Bill 357-37 was an attempt to move us in this direction by including an extension of the energy credit in the budget using revised and more realistic revenue projections.

The current approach, based on calculating and projecting excess revenues, perpetuates uncertainty and prevents us from committing to long-term programs that provide tangible benefits to residents.

I fight so hard for this because energy credits are not only a financial relief measure for households, they also act as a Keynesian economic stimulus that supports broader economic activity in the absence of our pre-pandemic tourist numbers.

In 27 months, the energy credits have put money back into the hands of residents, who then spend it at local grocery stores, restaurants and other small businesses. This spending stimulates the local economy, helping to offset the economic shortfall caused by continued low levels of tourism.

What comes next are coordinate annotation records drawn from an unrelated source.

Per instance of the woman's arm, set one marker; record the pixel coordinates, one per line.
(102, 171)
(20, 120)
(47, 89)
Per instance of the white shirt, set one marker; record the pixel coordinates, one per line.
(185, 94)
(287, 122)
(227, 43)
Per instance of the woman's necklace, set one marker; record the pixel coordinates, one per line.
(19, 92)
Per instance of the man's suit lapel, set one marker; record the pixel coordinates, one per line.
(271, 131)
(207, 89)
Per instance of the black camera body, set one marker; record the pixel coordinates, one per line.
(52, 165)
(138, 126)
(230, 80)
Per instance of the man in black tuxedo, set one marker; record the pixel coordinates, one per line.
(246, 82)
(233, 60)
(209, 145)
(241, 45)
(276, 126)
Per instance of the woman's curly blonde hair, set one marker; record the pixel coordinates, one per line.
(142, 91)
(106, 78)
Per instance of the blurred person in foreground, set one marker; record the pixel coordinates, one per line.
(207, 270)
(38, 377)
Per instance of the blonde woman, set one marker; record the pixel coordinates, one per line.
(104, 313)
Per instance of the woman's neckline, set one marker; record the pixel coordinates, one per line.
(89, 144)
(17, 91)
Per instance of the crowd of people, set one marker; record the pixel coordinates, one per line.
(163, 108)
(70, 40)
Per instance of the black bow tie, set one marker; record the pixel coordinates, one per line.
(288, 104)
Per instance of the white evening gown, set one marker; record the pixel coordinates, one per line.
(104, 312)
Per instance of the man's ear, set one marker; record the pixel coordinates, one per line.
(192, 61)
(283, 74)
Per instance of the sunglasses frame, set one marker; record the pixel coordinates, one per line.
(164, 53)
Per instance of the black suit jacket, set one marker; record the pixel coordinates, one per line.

Consider this: If families didn’t receive a $100 monthly credit, they would have to allocate that amount to their energy bills, reducing their discretionary spending. For many local businesses, that $100 can make a significant difference.

This translates into dining at local restaurants, shopping at local stores, and shopping that keeps businesses afloat. During the critical Christmas season, when many small businesses rely on consumer spending to keep them going through the tough months, this incentive becomes even more important.

If the Governor were to issue a line-item veto of the power credits, as Bill 355-37 did, I implore the Legislature to consider extending the power credit through House Bill 357-37 to include financial relief in a stable, realistic budget plan. The benefits of this expansion support consumer spending, which keeps our local economy growing.

If we fail to recognize the true state of our economy and continue to underestimate income, we will remain in a cycle of reactive management that is unable to effectively prioritize our people.